Housing and Urban Development Secretary Patricia Roberts Harris promised new initiatives yesterday to help solve the nation's housing shortage and to revitalize American cities.

In a speech before the National Housing Conference, Harris said she will work for a new national housing policy that includes "a range of programs designed to provide housing assistance for low and moderate-income groups under a variety of market conditions."

Harris said housing production should be based on human need and should not be used as a counter-cyclical tool to stimulate or deflate the nation's overall economy. At present, housing production is closely tied to interest rates, which are regulated by the Federal Reserve Board to fuel or dampen the economy.

In another speech the same day before the National League of Cities, the new HUD secretary called for a "new urban partnership involving government, business and the neighborhoods as equals in the process of revitalizing American cities."

Harris said the purpose of a new $400 million urban development action grant program for especially distressed cities would "be to stimulate new and increased private investment (in the cities) while establishing private sector confidence that will protect current investment."

Harris said the $400 million would be given to cities based on the age and condition of their housing, median income levels, the rate of job loss, their tax base and "the degree to which unemployment exceeds the national average."

Other criteria, Harris said, will include the success with which a city has provided housing for low-and moderate-income families and a city's record in providing equal opportunities for minority groups.

The cities will be able to use the grants to stimulate economic development in deteriorating areas as well as to finance "revitalization" projects in neighborhoods that exhibit excessive housing abandonment or deterioration," Harris said.

In both speeches, Harris promised she will be an advocate for the poor and for cities and that HUD will become more responsive to the needs of these groups. She told the National League of Cities, a lobbying group representing nearly 15,000 municipal governments, that an office of inter-governmental affairs will be created at HUD to provide better communication with state and local officials.

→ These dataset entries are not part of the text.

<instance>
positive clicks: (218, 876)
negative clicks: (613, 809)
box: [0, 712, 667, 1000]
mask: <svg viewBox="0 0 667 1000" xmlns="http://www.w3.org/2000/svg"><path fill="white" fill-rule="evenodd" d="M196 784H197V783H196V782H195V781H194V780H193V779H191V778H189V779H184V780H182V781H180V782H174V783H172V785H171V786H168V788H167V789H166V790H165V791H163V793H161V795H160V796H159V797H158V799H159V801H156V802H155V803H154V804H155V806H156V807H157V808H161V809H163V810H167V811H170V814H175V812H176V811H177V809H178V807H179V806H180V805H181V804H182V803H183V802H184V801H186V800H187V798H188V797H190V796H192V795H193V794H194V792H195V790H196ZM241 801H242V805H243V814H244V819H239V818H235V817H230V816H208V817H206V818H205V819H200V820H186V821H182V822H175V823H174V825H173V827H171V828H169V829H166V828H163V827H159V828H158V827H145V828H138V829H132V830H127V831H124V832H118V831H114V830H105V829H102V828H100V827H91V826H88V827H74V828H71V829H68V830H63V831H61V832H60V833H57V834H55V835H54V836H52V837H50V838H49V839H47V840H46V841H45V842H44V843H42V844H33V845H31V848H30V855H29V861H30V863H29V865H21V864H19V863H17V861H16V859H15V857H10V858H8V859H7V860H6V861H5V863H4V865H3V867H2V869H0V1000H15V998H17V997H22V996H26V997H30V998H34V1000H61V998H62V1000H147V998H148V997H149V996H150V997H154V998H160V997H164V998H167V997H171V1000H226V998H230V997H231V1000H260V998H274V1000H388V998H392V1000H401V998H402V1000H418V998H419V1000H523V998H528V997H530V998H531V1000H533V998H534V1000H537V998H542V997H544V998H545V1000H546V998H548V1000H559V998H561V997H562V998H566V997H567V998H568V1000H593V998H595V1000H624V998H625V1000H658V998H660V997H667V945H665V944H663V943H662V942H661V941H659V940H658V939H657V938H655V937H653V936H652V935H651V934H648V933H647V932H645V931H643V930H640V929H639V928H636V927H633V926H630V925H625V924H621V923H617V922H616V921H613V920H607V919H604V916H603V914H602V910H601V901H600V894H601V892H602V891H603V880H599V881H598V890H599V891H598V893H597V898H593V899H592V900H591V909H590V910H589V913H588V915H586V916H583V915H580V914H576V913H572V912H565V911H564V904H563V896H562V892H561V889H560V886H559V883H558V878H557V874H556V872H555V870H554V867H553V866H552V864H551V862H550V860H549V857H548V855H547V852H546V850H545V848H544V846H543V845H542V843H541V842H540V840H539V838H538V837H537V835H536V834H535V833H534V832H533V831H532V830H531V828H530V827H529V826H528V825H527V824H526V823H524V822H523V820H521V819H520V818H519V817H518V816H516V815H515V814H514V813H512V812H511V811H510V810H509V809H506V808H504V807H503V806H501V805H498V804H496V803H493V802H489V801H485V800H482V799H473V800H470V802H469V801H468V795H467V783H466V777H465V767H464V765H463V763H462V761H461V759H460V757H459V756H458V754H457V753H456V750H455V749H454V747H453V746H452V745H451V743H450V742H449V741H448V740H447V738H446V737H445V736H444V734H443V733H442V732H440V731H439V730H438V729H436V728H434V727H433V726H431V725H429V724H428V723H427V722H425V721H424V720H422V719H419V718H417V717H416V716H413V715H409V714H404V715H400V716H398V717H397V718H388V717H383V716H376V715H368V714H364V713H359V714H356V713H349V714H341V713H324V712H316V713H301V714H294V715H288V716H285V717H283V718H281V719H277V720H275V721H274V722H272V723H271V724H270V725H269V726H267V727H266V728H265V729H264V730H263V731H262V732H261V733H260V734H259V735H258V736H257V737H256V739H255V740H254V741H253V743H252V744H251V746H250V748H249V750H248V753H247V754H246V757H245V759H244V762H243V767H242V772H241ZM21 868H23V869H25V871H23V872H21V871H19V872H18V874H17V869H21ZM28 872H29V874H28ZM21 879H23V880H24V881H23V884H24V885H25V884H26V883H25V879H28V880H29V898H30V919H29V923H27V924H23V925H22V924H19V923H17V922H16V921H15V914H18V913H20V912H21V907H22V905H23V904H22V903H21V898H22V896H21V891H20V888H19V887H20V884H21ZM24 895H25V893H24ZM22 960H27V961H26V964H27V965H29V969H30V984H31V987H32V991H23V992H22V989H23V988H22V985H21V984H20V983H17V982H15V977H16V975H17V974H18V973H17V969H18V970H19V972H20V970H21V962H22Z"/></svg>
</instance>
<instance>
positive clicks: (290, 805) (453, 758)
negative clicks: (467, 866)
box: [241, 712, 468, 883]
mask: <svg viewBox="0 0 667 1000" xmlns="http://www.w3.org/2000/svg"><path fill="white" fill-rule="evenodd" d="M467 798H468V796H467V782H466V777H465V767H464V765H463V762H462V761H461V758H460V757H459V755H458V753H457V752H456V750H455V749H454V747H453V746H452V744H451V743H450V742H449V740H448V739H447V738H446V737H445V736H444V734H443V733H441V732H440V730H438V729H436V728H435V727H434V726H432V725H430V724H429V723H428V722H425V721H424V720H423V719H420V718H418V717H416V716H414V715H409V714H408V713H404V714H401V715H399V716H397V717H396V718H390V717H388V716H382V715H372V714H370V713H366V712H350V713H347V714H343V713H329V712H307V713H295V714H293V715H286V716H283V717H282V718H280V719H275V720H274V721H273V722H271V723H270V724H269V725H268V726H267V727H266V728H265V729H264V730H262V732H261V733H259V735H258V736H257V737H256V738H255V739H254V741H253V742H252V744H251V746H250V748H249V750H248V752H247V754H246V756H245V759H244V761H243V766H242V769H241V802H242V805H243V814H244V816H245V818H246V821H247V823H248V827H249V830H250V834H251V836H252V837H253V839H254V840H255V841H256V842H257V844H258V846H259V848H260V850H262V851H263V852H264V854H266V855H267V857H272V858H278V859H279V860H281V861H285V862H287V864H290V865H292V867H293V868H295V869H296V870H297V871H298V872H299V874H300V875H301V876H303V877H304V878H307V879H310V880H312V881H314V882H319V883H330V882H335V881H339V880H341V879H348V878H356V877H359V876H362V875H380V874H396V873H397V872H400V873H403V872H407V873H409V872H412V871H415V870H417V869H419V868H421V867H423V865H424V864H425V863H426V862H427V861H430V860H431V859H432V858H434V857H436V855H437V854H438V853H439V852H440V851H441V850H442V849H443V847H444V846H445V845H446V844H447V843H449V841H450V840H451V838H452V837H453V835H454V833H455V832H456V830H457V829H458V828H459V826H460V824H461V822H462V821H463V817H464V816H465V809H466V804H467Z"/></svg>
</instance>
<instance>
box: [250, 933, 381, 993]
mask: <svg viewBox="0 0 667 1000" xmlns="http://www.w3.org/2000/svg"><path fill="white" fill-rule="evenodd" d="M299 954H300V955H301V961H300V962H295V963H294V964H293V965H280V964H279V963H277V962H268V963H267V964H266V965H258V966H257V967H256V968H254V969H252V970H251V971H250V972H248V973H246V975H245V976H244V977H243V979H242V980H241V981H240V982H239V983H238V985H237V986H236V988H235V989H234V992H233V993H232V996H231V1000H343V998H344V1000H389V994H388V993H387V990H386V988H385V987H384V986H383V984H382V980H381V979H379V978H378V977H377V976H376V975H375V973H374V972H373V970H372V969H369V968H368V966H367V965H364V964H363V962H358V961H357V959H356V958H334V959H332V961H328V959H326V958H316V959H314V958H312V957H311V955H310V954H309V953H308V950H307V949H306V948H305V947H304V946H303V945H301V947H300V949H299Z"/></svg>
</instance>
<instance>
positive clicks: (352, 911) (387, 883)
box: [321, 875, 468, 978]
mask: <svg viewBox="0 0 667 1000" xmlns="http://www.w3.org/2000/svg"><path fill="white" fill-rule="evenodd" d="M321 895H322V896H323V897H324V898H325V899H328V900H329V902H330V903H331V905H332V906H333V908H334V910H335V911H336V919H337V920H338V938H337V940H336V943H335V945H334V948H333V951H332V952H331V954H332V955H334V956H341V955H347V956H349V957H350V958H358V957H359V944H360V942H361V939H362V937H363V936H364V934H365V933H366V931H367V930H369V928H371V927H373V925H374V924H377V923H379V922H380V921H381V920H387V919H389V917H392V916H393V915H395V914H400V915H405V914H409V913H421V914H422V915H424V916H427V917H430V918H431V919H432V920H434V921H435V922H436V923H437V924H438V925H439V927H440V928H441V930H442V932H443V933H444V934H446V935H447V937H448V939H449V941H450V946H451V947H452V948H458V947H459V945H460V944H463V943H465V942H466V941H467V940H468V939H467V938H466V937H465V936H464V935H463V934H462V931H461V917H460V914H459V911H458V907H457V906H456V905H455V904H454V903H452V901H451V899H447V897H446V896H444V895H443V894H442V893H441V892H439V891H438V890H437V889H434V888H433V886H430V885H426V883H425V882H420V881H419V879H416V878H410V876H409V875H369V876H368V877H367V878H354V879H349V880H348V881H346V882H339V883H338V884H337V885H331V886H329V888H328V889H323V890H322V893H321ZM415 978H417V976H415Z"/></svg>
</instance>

In her speech before the National Housing Conference, a lobbying and research group composed of municipal officials, private builders, mortgage bankers and public housing officials, Harris said that "HUD must be more efficient and effective" in administering its housing subsidy programs.

"We must affirm, as a nation, that a decent home is a right and that adequate shelter is a basic commodity equivalent to food and clothing in the spectrum of human needs," she told the Housing Conference.

Leaders of both the national League of Cities and the Housing Conference said Harris already has won over a number of elected officials and housing industry businessmen who were skeptical of her when her appointment was announced.